Originally posted on July 31, 2015, on LindaSuskie.com
I’ve been working with a number of colleges on assessing their gen ed or institution-wide learning outcomes, and concluded that what many are doing is way too complicated. Typically colleges decide to use rubrics (often the AAC&U VALUE rubrics or a modification of them) to assess gen ed or institution-wide learning outcomes. Then they have faculty submit samples of student work. Then one or more groups of faculty use the rubrics to score the student work samples.
If this strategy works, there’s nothing wrong with it. But I’m seeing too many colleges where this process isn’t working well.

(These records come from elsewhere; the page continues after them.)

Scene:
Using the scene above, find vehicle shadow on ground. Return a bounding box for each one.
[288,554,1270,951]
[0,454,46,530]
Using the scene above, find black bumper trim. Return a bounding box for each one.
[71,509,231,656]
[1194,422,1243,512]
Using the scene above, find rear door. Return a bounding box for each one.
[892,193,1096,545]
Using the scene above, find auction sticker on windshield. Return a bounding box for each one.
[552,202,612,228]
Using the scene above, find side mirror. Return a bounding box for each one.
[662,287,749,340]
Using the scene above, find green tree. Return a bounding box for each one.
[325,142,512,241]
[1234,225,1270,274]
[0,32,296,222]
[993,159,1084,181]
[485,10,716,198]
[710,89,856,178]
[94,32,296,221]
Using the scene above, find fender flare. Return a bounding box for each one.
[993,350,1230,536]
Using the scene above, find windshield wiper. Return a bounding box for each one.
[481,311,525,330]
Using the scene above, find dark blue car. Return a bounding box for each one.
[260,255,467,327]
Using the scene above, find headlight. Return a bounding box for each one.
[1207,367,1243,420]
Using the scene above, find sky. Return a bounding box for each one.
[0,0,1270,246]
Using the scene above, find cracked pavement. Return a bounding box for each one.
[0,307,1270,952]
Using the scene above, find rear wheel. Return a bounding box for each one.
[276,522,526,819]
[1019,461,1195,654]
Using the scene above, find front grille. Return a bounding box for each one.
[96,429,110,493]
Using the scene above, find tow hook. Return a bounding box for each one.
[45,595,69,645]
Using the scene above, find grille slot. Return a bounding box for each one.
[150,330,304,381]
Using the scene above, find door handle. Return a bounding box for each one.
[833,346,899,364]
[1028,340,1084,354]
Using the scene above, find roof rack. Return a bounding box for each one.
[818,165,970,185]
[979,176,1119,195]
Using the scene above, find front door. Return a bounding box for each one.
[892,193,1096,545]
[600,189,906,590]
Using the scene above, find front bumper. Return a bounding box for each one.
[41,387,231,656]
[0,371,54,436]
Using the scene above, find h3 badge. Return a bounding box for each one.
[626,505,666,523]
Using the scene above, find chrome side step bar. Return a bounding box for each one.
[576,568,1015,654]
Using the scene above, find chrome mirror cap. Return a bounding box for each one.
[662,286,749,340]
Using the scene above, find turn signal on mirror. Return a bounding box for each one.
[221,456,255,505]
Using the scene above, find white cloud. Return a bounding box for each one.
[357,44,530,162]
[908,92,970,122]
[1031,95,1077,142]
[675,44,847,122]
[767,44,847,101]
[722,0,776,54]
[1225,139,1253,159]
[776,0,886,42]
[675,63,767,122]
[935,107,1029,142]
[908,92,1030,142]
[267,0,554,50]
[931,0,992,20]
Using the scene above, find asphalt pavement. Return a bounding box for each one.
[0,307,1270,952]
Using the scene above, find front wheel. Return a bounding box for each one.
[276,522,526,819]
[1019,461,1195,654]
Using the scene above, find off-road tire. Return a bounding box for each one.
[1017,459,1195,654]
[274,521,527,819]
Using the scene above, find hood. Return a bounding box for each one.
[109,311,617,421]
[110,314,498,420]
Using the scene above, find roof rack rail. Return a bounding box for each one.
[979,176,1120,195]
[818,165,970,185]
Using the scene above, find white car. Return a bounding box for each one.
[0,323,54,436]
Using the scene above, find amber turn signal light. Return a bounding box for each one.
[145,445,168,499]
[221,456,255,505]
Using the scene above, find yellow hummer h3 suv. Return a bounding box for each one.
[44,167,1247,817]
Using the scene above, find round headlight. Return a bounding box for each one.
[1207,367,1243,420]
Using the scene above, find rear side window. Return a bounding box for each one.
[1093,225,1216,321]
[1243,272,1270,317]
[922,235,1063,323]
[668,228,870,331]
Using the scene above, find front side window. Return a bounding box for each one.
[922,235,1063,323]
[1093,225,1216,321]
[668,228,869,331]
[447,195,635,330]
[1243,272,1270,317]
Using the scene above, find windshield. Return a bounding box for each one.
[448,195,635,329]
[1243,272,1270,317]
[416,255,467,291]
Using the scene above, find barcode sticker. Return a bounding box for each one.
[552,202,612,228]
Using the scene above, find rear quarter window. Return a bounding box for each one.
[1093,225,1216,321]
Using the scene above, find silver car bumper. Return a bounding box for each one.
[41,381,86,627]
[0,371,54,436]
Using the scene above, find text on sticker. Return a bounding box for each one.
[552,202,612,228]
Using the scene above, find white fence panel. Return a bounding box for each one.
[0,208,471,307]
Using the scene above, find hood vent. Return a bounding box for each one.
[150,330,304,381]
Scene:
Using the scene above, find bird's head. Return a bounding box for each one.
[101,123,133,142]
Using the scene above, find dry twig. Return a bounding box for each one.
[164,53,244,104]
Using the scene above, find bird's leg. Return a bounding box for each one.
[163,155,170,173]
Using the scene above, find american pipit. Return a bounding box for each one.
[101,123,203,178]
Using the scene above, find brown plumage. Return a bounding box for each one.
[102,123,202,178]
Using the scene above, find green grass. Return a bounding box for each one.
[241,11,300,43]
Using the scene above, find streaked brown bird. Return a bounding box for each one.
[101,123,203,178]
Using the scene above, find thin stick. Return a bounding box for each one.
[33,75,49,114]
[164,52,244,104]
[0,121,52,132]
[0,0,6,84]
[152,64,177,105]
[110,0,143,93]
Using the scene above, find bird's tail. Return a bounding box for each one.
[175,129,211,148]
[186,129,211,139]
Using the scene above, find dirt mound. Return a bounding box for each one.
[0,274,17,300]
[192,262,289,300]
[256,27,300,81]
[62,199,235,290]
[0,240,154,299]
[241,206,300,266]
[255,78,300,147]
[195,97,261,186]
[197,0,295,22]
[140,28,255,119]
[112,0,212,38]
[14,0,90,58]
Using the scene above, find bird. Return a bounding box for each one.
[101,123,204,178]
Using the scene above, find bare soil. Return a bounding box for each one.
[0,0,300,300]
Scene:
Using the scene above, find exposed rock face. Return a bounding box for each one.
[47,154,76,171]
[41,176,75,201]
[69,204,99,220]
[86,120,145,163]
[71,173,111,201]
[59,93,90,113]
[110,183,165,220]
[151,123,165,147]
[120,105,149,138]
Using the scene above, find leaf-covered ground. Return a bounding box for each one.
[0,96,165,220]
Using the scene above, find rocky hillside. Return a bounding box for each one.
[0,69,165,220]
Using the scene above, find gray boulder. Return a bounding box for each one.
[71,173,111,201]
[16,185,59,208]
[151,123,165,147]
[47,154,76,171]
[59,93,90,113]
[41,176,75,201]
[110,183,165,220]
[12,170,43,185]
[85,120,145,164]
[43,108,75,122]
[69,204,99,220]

At some colleges, faculty submitting samples are largely disconnected from the assessment process, so they don’t feel ownership. Assessment is something “done” to them.
It’s hard to come up with a rubric that’s meaningfully applicable to student work taken from many different courses. So, at some colleges, the rubric results don’t have meaning to many faculty. That makes it hard to use the rubric results to make meaningful, broad improvements in teaching and learning.
At many of these colleges, student work samples are submitted into an assessment data management system. These systems, chosen and implemented wisely, can be great time-savers. But too often I’m seeing faculty required, rather than encouraged, to use these systems. They’re required to use rubrics, or to use rubrics with a particular format, or to report on what they’ve done in a particular way—all of which may not fit well with what they’re doing. Square pegs are being pushed into round holes.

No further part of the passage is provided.